I don’t do singing. I can’t sing. This I know for a fact. And yet there are times when I am so moved by a song that I begin to hum along and maybe, just maybe say the words to the chorus when I am taken by a song I like. Every time this has happened, and it does not happen to me very often, someone close to me happens to be nearby to say in a calm flat tone “Jumani, please don’t sing”.
One such person is my little sister, Kupela. Somehow, at my most embarrassing moments she is there waiting to point out to me how foolish I look. The first time I kissed a girl in the cinema is a case in point. She was sat in the row behind me when my silhouette hunched over the nervous girl next to me and obscured the view of something like Edwin Cameron’s The Titanic when she said “Jumani please don’t do that in public”. Kupela, on the other hand is nonchalant when it comes to daring and bold. She sings in the shower to her hearts desire on a Sunday morning. She sings under that tap loud enough to get dad out of the bath to put up the volume on the BBC radio and not suffer any recriminations at the family breakfast table soon after.
However, it doesn’t bother me so much though that I don’t often express any sounds when under the sensation of rhythm or passion.
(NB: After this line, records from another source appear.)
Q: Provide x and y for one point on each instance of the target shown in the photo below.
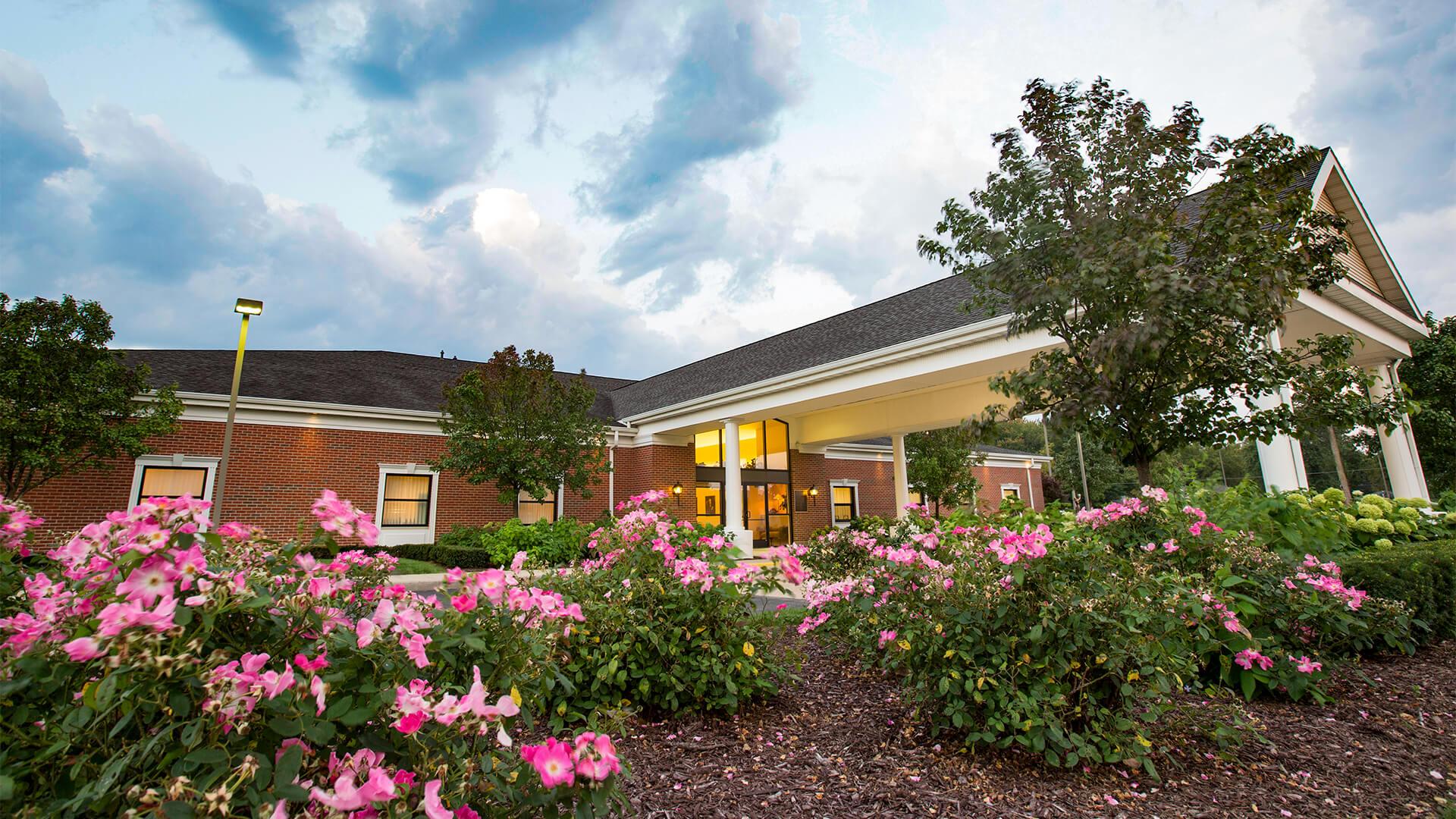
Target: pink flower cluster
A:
(1200, 521)
(1028, 544)
(593, 757)
(1112, 512)
(340, 516)
(472, 711)
(1326, 577)
(363, 784)
(1250, 657)
(1231, 620)
(235, 689)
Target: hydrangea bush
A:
(152, 667)
(667, 618)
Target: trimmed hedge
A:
(462, 557)
(1420, 575)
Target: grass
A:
(417, 567)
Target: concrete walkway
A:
(427, 583)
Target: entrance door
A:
(756, 513)
(766, 515)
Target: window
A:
(172, 482)
(406, 500)
(710, 503)
(762, 445)
(532, 509)
(845, 499)
(710, 447)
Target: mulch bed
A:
(843, 744)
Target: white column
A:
(1282, 460)
(902, 477)
(733, 491)
(1398, 445)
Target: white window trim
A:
(854, 487)
(143, 461)
(397, 535)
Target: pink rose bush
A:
(1066, 634)
(152, 665)
(1247, 598)
(666, 611)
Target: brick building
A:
(362, 423)
(772, 439)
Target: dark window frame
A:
(430, 496)
(142, 484)
(835, 504)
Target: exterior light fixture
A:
(248, 308)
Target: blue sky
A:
(625, 184)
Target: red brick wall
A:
(658, 466)
(275, 472)
(808, 471)
(992, 480)
(877, 483)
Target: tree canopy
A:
(940, 465)
(67, 403)
(514, 423)
(1430, 375)
(1165, 297)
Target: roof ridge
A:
(766, 338)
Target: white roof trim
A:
(916, 347)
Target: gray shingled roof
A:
(362, 378)
(915, 314)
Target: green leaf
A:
(287, 767)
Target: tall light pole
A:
(248, 308)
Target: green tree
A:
(940, 465)
(1164, 299)
(1430, 375)
(514, 423)
(67, 403)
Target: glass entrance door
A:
(764, 512)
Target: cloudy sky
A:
(625, 184)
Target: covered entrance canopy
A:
(918, 360)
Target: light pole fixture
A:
(248, 308)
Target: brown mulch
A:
(842, 742)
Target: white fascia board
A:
(1359, 311)
(1385, 257)
(967, 335)
(312, 414)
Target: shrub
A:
(1423, 576)
(462, 537)
(462, 557)
(1068, 643)
(1063, 651)
(1273, 610)
(667, 620)
(545, 544)
(152, 667)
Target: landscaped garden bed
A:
(843, 742)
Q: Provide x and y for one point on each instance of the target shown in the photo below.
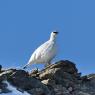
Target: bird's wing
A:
(38, 52)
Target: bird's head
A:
(53, 35)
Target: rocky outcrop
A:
(61, 78)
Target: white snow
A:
(14, 90)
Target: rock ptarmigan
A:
(44, 53)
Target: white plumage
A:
(45, 53)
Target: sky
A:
(26, 24)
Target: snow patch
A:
(14, 90)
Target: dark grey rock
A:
(61, 78)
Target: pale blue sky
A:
(25, 24)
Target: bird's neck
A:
(52, 38)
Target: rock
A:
(0, 68)
(61, 78)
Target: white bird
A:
(45, 53)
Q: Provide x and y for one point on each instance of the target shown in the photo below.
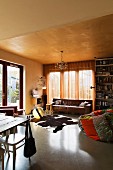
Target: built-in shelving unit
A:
(104, 83)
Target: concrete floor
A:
(68, 149)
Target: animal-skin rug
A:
(56, 121)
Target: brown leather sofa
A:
(10, 110)
(72, 106)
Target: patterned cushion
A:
(103, 129)
(88, 127)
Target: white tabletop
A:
(8, 122)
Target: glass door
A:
(1, 83)
(13, 86)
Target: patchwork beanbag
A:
(98, 125)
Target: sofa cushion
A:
(58, 102)
(83, 104)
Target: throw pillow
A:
(103, 129)
(82, 104)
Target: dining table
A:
(8, 124)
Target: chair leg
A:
(3, 162)
(14, 156)
(2, 158)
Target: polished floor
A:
(68, 149)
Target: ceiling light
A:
(61, 65)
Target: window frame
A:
(4, 82)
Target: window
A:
(54, 85)
(85, 81)
(1, 74)
(11, 84)
(73, 85)
(70, 84)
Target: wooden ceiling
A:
(80, 41)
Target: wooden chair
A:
(2, 157)
(13, 142)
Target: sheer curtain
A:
(85, 82)
(54, 85)
(69, 84)
(72, 83)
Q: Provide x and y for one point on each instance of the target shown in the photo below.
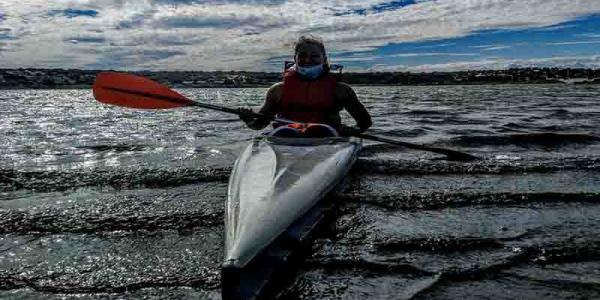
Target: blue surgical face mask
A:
(311, 72)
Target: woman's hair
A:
(309, 39)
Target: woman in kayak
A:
(309, 93)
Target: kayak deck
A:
(274, 203)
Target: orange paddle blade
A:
(136, 92)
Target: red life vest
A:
(307, 101)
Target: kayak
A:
(274, 200)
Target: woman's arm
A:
(350, 103)
(268, 109)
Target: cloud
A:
(246, 35)
(503, 63)
(74, 13)
(573, 43)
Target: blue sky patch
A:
(377, 8)
(580, 37)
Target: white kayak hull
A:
(274, 183)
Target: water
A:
(105, 202)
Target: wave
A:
(547, 139)
(56, 221)
(433, 201)
(114, 147)
(50, 181)
(366, 165)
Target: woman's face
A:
(309, 55)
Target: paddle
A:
(133, 91)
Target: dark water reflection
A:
(103, 202)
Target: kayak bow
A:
(274, 190)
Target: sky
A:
(361, 35)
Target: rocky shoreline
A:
(83, 79)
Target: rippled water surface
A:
(99, 201)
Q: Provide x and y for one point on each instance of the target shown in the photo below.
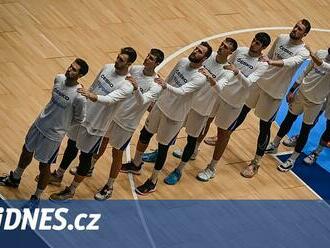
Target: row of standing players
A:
(223, 85)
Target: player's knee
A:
(145, 136)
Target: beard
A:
(293, 37)
(193, 59)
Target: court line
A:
(171, 57)
(136, 200)
(278, 160)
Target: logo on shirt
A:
(177, 76)
(286, 50)
(241, 61)
(106, 80)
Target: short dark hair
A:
(307, 25)
(264, 38)
(158, 54)
(233, 43)
(209, 49)
(83, 66)
(130, 52)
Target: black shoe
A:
(146, 188)
(131, 168)
(32, 204)
(9, 180)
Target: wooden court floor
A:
(40, 38)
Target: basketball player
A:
(313, 87)
(129, 114)
(247, 68)
(168, 115)
(285, 56)
(202, 105)
(111, 86)
(66, 108)
(324, 140)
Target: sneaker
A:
(250, 170)
(9, 180)
(150, 157)
(146, 188)
(131, 168)
(178, 154)
(206, 174)
(311, 158)
(32, 204)
(173, 177)
(54, 179)
(104, 193)
(271, 148)
(211, 140)
(73, 171)
(66, 194)
(291, 142)
(286, 166)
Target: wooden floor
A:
(40, 38)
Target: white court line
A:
(139, 210)
(278, 160)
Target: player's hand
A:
(309, 48)
(161, 82)
(133, 81)
(86, 93)
(264, 58)
(232, 68)
(205, 72)
(290, 97)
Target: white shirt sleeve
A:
(272, 49)
(297, 59)
(148, 97)
(254, 76)
(116, 95)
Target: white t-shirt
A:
(66, 108)
(315, 82)
(131, 110)
(204, 100)
(235, 91)
(183, 83)
(276, 80)
(111, 88)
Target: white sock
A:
(257, 159)
(181, 165)
(196, 148)
(277, 141)
(110, 182)
(73, 186)
(294, 155)
(60, 172)
(214, 164)
(154, 176)
(38, 193)
(318, 150)
(137, 158)
(18, 172)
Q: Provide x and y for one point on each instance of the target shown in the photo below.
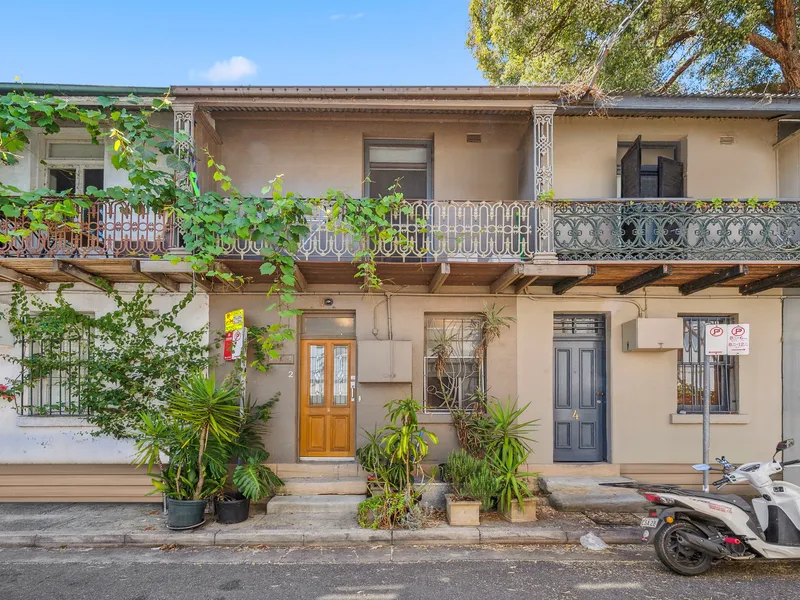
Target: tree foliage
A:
(677, 45)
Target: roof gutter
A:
(376, 92)
(56, 89)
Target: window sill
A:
(695, 419)
(52, 421)
(434, 418)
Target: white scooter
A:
(692, 531)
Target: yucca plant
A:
(201, 420)
(503, 433)
(405, 441)
(511, 482)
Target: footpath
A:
(143, 525)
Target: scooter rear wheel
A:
(678, 558)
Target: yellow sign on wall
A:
(234, 320)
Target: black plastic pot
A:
(185, 514)
(232, 508)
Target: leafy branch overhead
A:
(685, 45)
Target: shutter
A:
(631, 166)
(670, 178)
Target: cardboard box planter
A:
(463, 513)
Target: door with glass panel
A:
(327, 398)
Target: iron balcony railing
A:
(591, 230)
(676, 229)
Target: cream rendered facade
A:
(643, 433)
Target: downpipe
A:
(701, 544)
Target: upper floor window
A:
(723, 380)
(454, 362)
(74, 165)
(649, 170)
(407, 162)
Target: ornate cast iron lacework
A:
(579, 230)
(655, 229)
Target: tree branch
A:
(766, 46)
(678, 72)
(678, 38)
(786, 24)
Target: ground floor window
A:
(53, 377)
(723, 379)
(454, 362)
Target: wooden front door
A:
(327, 398)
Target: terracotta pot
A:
(463, 513)
(526, 514)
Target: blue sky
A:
(271, 42)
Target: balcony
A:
(495, 244)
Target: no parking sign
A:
(732, 340)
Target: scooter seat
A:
(730, 498)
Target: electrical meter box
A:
(652, 335)
(384, 361)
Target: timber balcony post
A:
(543, 163)
(183, 123)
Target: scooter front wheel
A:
(677, 557)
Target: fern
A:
(255, 480)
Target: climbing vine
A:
(108, 368)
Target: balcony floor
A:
(462, 275)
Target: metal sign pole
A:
(706, 414)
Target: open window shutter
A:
(631, 165)
(670, 178)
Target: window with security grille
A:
(723, 388)
(54, 373)
(454, 362)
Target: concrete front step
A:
(328, 504)
(580, 494)
(309, 486)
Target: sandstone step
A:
(307, 486)
(328, 504)
(580, 494)
(325, 469)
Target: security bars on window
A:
(723, 390)
(454, 363)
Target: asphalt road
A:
(375, 574)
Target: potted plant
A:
(508, 442)
(393, 455)
(515, 501)
(253, 479)
(474, 488)
(200, 419)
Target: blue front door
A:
(579, 393)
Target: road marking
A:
(609, 586)
(369, 588)
(358, 596)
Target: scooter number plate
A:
(649, 523)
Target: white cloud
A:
(346, 17)
(233, 69)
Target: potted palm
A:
(508, 442)
(185, 447)
(253, 479)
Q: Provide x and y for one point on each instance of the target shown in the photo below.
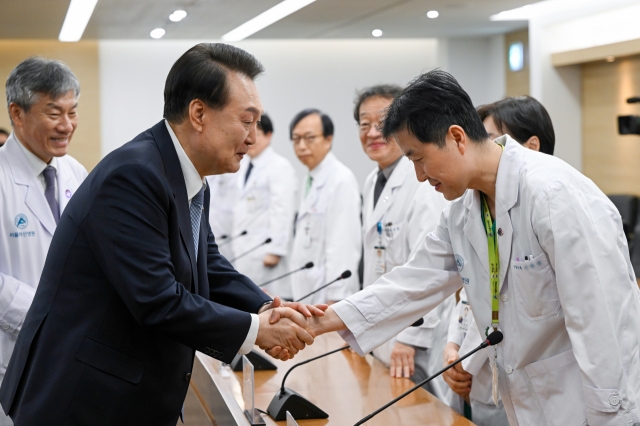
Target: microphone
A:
(267, 241)
(307, 266)
(345, 274)
(288, 400)
(229, 239)
(493, 339)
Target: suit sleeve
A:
(343, 239)
(402, 296)
(15, 301)
(583, 237)
(128, 229)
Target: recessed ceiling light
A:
(178, 15)
(157, 33)
(76, 20)
(266, 18)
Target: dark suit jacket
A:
(122, 303)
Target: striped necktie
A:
(195, 211)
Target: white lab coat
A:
(224, 190)
(27, 226)
(569, 315)
(265, 209)
(327, 233)
(407, 211)
(484, 411)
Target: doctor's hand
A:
(282, 329)
(402, 361)
(457, 378)
(270, 260)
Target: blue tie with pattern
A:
(195, 211)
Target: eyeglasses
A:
(308, 139)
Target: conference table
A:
(344, 385)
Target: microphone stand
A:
(267, 241)
(288, 400)
(307, 266)
(483, 345)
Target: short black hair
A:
(201, 73)
(388, 91)
(521, 118)
(265, 124)
(327, 124)
(429, 105)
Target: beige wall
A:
(517, 82)
(82, 58)
(612, 161)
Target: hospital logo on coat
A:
(21, 221)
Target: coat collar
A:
(176, 179)
(23, 175)
(397, 178)
(507, 180)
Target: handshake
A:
(287, 327)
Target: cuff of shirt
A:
(252, 335)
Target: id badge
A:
(464, 317)
(307, 237)
(380, 263)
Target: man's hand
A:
(457, 378)
(271, 260)
(402, 361)
(285, 333)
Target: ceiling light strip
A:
(77, 18)
(276, 13)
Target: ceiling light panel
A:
(269, 17)
(77, 18)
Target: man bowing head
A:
(134, 283)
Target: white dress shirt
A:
(194, 183)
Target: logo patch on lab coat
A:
(21, 221)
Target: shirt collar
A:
(36, 165)
(192, 178)
(390, 168)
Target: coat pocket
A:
(111, 361)
(556, 382)
(535, 285)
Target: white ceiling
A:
(210, 19)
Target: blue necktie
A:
(49, 174)
(195, 211)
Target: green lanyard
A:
(494, 262)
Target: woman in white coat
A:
(564, 294)
(397, 211)
(264, 208)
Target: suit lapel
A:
(34, 197)
(174, 174)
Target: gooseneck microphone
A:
(345, 274)
(307, 266)
(288, 400)
(267, 241)
(229, 239)
(493, 339)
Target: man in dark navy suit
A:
(133, 283)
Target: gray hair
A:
(39, 76)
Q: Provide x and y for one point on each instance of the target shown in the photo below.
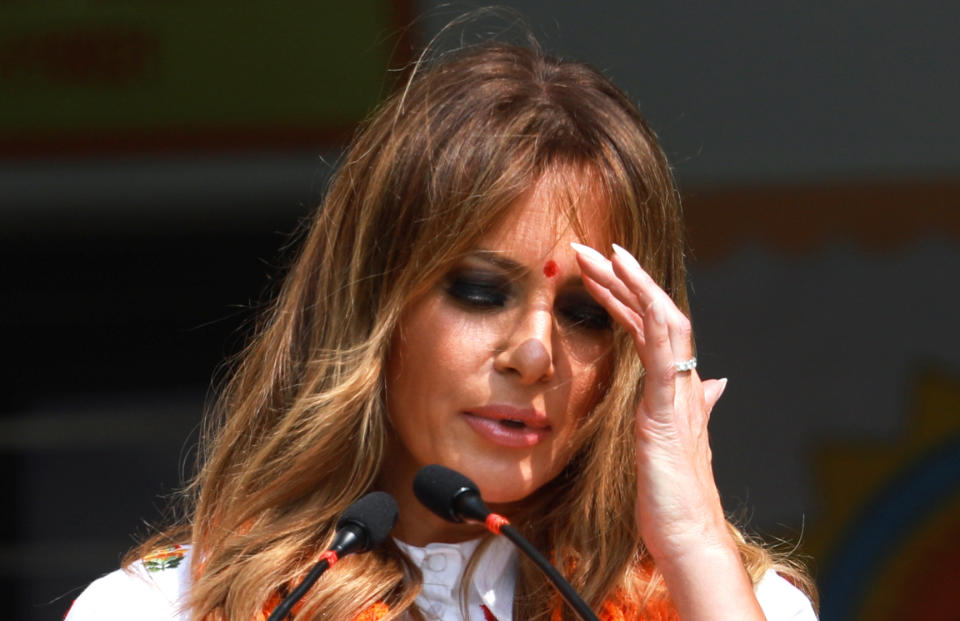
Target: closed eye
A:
(580, 310)
(478, 289)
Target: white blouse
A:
(155, 588)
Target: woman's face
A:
(492, 369)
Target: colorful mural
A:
(890, 534)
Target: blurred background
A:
(156, 159)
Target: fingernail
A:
(657, 309)
(624, 254)
(589, 252)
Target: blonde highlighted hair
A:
(299, 431)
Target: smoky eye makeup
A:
(478, 288)
(579, 310)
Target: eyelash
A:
(483, 292)
(478, 291)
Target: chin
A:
(505, 483)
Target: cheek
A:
(591, 379)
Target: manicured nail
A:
(588, 252)
(657, 309)
(723, 386)
(624, 254)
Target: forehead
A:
(560, 207)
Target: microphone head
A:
(375, 514)
(444, 491)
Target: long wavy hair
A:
(300, 429)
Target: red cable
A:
(495, 522)
(330, 556)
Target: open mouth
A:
(513, 424)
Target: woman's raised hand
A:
(679, 513)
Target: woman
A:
(450, 306)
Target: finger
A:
(627, 268)
(625, 317)
(658, 359)
(712, 391)
(600, 269)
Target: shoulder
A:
(150, 589)
(781, 601)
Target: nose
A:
(527, 350)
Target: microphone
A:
(456, 498)
(363, 526)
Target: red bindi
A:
(550, 268)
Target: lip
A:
(486, 421)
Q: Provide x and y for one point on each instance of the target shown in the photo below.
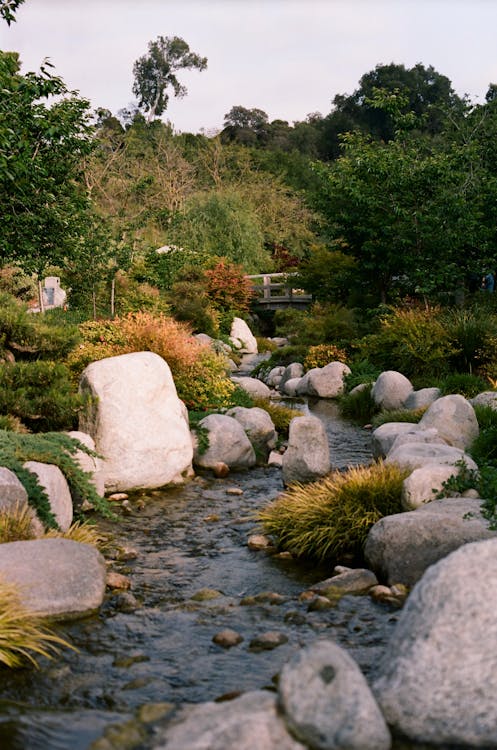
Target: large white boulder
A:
(391, 389)
(307, 457)
(56, 578)
(53, 481)
(327, 702)
(399, 548)
(438, 679)
(242, 337)
(328, 381)
(137, 421)
(227, 443)
(454, 418)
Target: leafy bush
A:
(414, 342)
(464, 383)
(322, 354)
(398, 415)
(40, 395)
(331, 518)
(22, 635)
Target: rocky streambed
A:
(192, 576)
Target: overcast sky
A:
(286, 57)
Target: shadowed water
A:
(188, 539)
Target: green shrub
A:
(331, 518)
(464, 383)
(398, 415)
(39, 394)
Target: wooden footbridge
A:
(275, 290)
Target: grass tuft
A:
(331, 518)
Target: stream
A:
(152, 646)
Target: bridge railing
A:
(276, 290)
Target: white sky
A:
(287, 57)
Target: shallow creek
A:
(187, 539)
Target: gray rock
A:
(250, 722)
(391, 389)
(137, 422)
(55, 485)
(308, 455)
(228, 444)
(56, 578)
(328, 381)
(438, 679)
(327, 702)
(415, 455)
(455, 420)
(399, 548)
(423, 484)
(258, 426)
(422, 398)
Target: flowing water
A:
(159, 649)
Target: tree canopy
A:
(155, 73)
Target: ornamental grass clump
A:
(331, 518)
(22, 636)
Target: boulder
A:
(258, 426)
(90, 464)
(253, 386)
(307, 457)
(399, 548)
(55, 485)
(455, 420)
(55, 578)
(137, 421)
(327, 702)
(423, 484)
(422, 398)
(227, 443)
(487, 398)
(250, 722)
(294, 370)
(391, 389)
(415, 455)
(328, 381)
(242, 337)
(438, 679)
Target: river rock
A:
(415, 455)
(242, 337)
(250, 722)
(422, 398)
(258, 426)
(399, 548)
(90, 464)
(137, 421)
(253, 386)
(423, 484)
(292, 371)
(327, 702)
(57, 490)
(56, 578)
(455, 420)
(391, 389)
(328, 381)
(307, 457)
(227, 443)
(438, 679)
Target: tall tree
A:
(155, 73)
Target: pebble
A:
(227, 638)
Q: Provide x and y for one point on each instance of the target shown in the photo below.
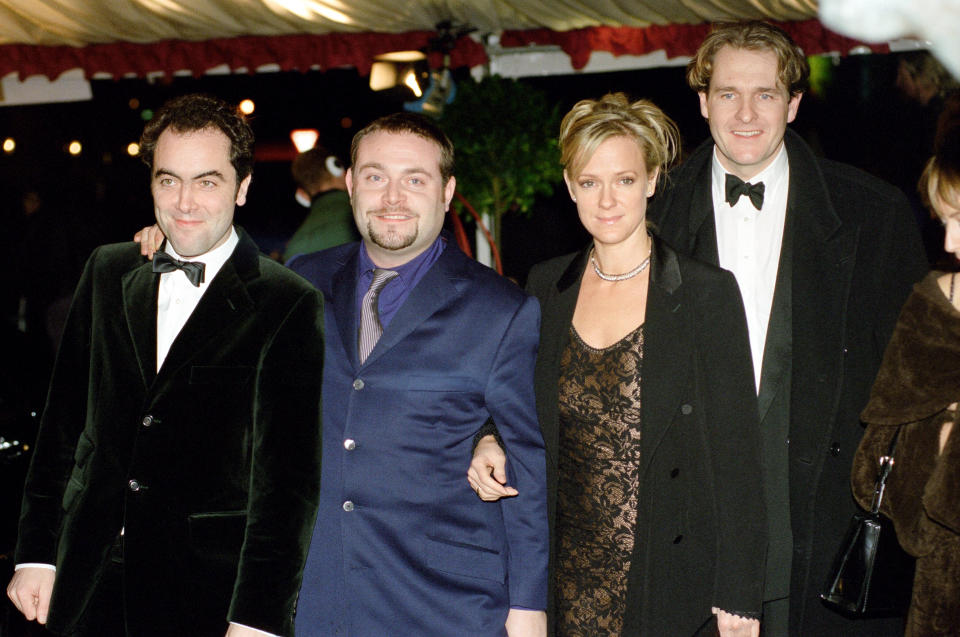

But it can bother other people. This is why when I have sex I have a standard collection of things I say, progressively louder and in sync as the heaving and pushing quicken, to convince my partner that I am enjoying the sex of my life. Nothing sincere of course. No roar that rips out of my chest at the sheer explosive joy of it nor a whimper at the end to signal that I am ready to submit to whatever bureaucratic punishment life has to offer after such a joy. No such sounds out of my throat, however much I enjoy the excursion. In its place is only a consistent grunt to keep things going.
I am not much different when it comes to dancing either. But at least there I can hide behind my English genes. I can say that my father is an Englishman and so my bum is considerably rigid. This contrasts quite strongly with my sisters (I have four in all) who seem to take after our African ancestors when it comes to gyrating their bums to rhythm of lurid Congolese songs or something of equivalent sentiment from the US of A. Countless times I have been to parties with and had some of my best friends point at me, so that everyone can see, and make fun of my hapless attempts wiggle my bum and then laugh. And so when Tobre, the woman who under writes my dilettante existence, gets gripped by a song and is fashioned into a lurid and pornographic dance she is often disappointed to see me take refuge from her at the bar and try to compensate by nodding my head to the music with a sheepish smile. (When I do let go of the bar table and allow my self to drown in a crowd of writhing bodies I know I have drank too much and should go home).
What I can do though is walk. I do walking with such confidence and flare that between my home and office I have done a march, a cantor, a skip and a waltz every morning. I leap onto and off curbs. I boldly step in front of on coming traffic with graceful large strides. I do pirouettes on the landings between successive flights of steps and I explode through door ways as if in a Michael Jackson music video. This is a wonderful skill my Englishman father taught me, this walking. With him in his Northampton leather shoes he put me through gruesome training when we raced up and down escalators and public steps in his home town while shopping for nearly-new clothes to take back to our socialist country. Later I returned to England and worked in London for 18 months. During this time I used public transport everyday which made for a thorough internship in aggressive endurance walking when I raced between trains and buses. I now wear a pair of feet that cut pavements they way otters slice through the tepid waters of a river bank.
Of course it helps the walking to have music in my ears with my new iPod when I am on a march between the station and home. I am a late comer to this audio-internet universe and since I have entered it I found to a wonderful way to get just the right walking music while I tear through my sleepy suburb in my leather Lacoste shoes. When I do this, I slip on my favorite walking music(usually Phoenix’s Listomania) and leap from step to step with rhythm and to a beat. There isn’t a sister or childhood friend to point at snicker on my way home, and even if there was, I am so busy snapping my fingers and turning on my heals that I wouldn’t notice them. With my best feet forward, step by step, it occurs to me that I am dancing. I am dancing past trimmed hedges, galvanized steel gates and barking dogs. Perhaps I am free like this because I think only the domestic animals can see me. The man reading the paper in his car in the shade can’t see me. The woman in the burkha can’t see me. The grandmothers behind the lace curtains are not looking at me. The mosque’s minaret calling the pious to prayer doesn’t notice me. But they know I am dancing. I am dancing all the way home.